In the letter, Van Engelshoven speaks at length about the advantages of international students to the Dutch economy and education, while at the same time giving assurances that Dutch students will not be left out in the cold by the surge of English-taught programmes, especially at master's level in research universities. Currently, 74% of master's programmes at research universities are taught in English, compared to 25% at universities of applied sciences. Thus, she has asked for an investigation into the relation between English and accessibility to programmes.
Van Engelshoven emphasises in the letter that she is for internationalisation, not against it – especially in light of global issues like climate, energy and security, as well as filling the labour gaps left by Holland’s aging population. She is also adamant that internationalisation should not compromise the quality of education in the Netherlands.
In some bad news for non-EU students applying to state funded universities, Van Engelshoven suggests that study fees for non-EU students should not be capped, as is currently the case – at around €9,000 per programme per year – and that non-EU students start paying an application fee, or so-called “handling fee”.

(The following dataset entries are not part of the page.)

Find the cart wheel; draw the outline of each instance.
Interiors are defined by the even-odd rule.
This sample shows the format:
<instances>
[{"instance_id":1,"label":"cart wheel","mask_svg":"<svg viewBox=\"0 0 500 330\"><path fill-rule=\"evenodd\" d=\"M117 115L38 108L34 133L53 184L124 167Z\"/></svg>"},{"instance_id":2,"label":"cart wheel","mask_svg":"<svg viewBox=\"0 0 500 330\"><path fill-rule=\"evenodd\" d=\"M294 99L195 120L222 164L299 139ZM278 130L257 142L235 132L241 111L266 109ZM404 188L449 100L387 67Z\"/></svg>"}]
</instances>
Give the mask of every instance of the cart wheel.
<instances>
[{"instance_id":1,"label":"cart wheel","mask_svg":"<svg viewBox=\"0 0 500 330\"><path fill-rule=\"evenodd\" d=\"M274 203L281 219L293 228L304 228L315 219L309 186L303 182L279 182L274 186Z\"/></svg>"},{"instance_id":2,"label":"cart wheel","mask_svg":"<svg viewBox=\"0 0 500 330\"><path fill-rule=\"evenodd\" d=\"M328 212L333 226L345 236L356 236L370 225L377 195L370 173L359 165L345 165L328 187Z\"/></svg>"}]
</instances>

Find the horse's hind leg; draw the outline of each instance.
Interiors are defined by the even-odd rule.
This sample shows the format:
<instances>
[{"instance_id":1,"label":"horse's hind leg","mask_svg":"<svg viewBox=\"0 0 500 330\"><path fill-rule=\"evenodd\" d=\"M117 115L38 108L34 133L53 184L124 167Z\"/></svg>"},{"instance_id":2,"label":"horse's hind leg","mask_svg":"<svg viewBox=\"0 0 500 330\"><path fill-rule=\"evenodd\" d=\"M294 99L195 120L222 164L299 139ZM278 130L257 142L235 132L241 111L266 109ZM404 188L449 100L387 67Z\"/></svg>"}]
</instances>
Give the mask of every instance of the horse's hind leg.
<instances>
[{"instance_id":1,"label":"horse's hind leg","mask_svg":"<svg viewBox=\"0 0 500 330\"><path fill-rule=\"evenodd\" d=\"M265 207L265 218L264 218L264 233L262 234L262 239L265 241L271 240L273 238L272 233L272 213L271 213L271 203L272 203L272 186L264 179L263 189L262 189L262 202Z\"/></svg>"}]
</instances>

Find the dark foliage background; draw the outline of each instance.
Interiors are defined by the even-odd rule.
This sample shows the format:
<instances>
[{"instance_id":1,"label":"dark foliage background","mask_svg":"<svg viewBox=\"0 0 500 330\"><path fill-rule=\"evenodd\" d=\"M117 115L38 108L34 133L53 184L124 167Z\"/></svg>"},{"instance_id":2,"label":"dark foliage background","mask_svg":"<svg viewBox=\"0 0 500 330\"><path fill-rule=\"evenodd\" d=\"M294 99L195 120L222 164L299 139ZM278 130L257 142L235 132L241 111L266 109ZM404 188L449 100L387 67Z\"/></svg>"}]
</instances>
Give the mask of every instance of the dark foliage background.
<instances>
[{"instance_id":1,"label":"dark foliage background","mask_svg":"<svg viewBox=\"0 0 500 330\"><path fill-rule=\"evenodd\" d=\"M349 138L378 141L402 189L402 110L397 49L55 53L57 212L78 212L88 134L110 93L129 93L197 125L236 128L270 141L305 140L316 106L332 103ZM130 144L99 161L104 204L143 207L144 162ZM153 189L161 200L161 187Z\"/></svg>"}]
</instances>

"This will prevent international students from applying to various institutions with no real intention of studying there. In the meantime, taxpayers money is being used to process these applications." Non-EU students who want to study at public institutes of higher education pay institutional fees, while students from the EU and EER pay about a quarter of that – around €2,000 per programme, per year.
Good news for non-Eu students at WUAS is that according to Santosh Aryal, the institute's student Registrar, there are no such plans to introduce 'handling fees' at Wittenborg, nor any immediate plans to raise tuition fees from the €7,500 per year (Undergraduate).
Van Engelshoven also wants the stay rate of international graduates to rise. "If an institution mainly educates international students who after graduation leave to work abroad, one has to question the effective use of public funds. At the same time, it is in our interest to make institutions attractive to international students and bind top talent to the Dutch labour market. I find it necessary that the education sector, together with the government, look at which study programmes are being offered at the moment, and how this relates to what the labour market, Dutch society and science need now and in the future."
Last month, Wittenborg sent an urgent letter to Minister van Engelshoven in which it asked the Minister not to regulate the intake of international students in the Netherlands. According to Wittenborg's Chair, Peter Birdsall, Wittenborg is positive about the Minister's vision. "We are pretty pleased with the reaction of the Minister and the ideas she presents. Due to Wittenborg's international nature and being a privately funded trust, we and our staff and students won't be affected by any measures taken, which is excellent."